Two U.S. banks operating in Russia had funds totaling about $372 million frozen by a Moscow court on Oct. 2.
The funds of the Bank of New York Mellon Corp. and JP Morgan Chase were allegedly frozen by the Moscow Region Arbitration Court in response to a Russian bank having its license withdrawn in Ukraine.
The funds were held in accounts at the Russian affiliate branches of Citibank and Morgan Chase Bank, Reuters reported.
The decision was supposedly “in defense of the interests of the Russian Federation” in connection with the Central Bank of Ukraine’s withdrawal of the license of MR Bank, a subsidiary of Russia’s Sberbank, which is the largest bank in Russia.
According to Reuters, the Russian prosecutor’s office sought recognition of $121 million placed by MR bank in an account of JP Morgan Chase as the rightful property of SberBank and $251 million put in an account of the Bank of New York Mellon.
Prosecutors alleged that Ukraine’s withdrawal of MR Bank’s license was “expropriation” and infringed upon Sberbank’s lawful interests in controlling its subsidiary and their associated income, harming Russia’s financial interests, according to court documents.

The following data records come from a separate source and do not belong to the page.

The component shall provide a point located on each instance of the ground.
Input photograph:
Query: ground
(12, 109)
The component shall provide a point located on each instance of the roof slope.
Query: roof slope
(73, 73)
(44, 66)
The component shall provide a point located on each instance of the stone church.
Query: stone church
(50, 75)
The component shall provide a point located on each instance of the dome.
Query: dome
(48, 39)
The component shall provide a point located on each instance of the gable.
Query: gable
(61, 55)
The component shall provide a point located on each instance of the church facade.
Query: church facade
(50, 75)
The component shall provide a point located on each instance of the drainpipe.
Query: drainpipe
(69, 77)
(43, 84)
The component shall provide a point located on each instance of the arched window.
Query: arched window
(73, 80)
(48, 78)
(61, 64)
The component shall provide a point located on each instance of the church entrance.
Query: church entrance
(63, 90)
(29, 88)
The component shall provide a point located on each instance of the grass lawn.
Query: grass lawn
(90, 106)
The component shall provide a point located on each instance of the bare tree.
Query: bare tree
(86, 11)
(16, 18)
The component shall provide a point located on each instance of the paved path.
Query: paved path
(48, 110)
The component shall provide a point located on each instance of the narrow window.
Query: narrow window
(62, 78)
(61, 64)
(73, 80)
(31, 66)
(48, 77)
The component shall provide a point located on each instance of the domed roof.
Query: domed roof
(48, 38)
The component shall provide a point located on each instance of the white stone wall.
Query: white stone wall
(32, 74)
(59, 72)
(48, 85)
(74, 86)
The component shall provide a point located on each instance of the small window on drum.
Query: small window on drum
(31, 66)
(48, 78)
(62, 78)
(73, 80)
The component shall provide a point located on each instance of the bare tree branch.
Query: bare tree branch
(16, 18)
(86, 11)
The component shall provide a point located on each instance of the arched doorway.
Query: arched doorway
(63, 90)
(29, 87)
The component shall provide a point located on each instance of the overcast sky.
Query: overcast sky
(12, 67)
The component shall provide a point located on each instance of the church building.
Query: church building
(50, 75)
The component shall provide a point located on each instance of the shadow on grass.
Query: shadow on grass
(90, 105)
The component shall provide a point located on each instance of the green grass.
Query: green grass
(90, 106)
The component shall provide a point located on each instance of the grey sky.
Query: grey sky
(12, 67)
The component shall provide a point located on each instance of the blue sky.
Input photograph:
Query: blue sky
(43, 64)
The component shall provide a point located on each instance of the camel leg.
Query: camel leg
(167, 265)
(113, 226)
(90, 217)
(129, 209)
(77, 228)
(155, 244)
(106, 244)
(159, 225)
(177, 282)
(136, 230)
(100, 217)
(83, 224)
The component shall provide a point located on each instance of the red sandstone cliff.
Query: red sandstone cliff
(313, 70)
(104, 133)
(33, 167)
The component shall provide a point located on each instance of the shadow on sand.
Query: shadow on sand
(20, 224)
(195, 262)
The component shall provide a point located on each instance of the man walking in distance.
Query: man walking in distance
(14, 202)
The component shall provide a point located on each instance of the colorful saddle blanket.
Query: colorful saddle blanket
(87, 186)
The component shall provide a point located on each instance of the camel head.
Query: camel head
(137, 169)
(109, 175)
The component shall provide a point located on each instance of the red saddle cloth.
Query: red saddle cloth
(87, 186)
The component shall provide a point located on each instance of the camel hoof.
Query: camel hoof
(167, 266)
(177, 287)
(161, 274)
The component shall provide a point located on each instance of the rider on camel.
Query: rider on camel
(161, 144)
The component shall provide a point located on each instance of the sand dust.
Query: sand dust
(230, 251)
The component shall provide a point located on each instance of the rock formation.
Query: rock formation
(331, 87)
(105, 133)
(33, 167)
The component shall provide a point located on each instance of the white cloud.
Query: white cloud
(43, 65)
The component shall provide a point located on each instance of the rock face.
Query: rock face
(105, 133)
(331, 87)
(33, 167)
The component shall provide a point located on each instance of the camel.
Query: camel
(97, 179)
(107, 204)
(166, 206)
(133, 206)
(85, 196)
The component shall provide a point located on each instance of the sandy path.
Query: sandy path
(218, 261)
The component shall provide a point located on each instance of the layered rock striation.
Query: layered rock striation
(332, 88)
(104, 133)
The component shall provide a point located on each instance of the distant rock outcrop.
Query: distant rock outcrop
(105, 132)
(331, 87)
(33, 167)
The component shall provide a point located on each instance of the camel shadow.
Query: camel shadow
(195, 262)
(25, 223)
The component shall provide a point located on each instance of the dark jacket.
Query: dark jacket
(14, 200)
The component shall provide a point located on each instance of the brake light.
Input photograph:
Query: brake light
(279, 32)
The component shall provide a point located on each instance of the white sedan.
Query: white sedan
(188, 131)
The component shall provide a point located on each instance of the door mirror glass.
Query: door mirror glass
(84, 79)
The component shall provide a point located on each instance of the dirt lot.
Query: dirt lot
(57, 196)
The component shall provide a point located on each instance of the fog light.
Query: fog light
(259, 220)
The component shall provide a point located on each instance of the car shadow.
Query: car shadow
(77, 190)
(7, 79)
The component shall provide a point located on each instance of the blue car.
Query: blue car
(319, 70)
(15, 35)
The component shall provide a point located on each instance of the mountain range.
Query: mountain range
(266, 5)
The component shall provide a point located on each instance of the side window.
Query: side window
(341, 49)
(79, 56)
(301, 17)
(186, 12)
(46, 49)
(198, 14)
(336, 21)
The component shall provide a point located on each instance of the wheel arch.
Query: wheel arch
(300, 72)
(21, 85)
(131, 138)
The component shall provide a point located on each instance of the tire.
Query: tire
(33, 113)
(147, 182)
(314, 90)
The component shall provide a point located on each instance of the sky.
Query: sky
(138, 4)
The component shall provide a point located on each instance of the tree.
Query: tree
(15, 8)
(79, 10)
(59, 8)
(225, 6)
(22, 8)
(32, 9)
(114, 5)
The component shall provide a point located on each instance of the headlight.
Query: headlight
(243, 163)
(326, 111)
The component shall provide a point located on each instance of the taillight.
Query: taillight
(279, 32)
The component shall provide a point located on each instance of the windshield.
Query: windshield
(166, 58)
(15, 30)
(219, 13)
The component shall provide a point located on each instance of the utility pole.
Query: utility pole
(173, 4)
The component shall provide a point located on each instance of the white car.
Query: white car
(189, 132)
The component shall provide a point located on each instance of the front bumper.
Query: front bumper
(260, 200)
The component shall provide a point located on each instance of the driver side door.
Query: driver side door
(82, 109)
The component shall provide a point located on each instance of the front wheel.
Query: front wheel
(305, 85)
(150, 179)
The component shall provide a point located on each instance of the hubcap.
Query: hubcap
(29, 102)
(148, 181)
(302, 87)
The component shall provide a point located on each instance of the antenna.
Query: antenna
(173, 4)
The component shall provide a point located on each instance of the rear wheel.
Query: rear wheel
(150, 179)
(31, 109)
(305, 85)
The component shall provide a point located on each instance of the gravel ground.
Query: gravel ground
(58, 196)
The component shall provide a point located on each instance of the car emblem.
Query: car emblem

Reuters reported in May that a Moscow court had authorized the seizure of about $13.34 million of assets held in Russia by a European subsidiary of JPMorgan, in a case lodged by another Russian bank that came under Western sanctions following the 2022 Russian invasion of Ukraine.
Last year, a Russian court served a notice to Goldman Sachs that $36 million of the bank’s shares in Russian companies were frozen, stemming from a lawsuit from another Russian bank related to sanctions.
Russian President Vladimir Putin in May signed a decree allowing American property in the country to be seized as compensation for damages related to Russian assets seized in the United States, TASS reported at the time.
The decree allowed the seizure of movable and immovable property of the United States, American companies, and citizens on the territory of Russia, as well as securities owned by them.
“The decision [of the court] on establishing the fact of an unjustified deprivation of the Russian copyright holder of rights to property and on compensation for damages provides for the termination of rights of the United States or a US citizen to property included in the list, and the subsequent transfer of these rights to the Russian copyright holder to compensate for the damage,” the decree said, according to the Russian state news agency.
The Epoch Times requested comment from representatives for both the Bank of New York Mellon and JP Morgan Chase but did not receive a response by publication time.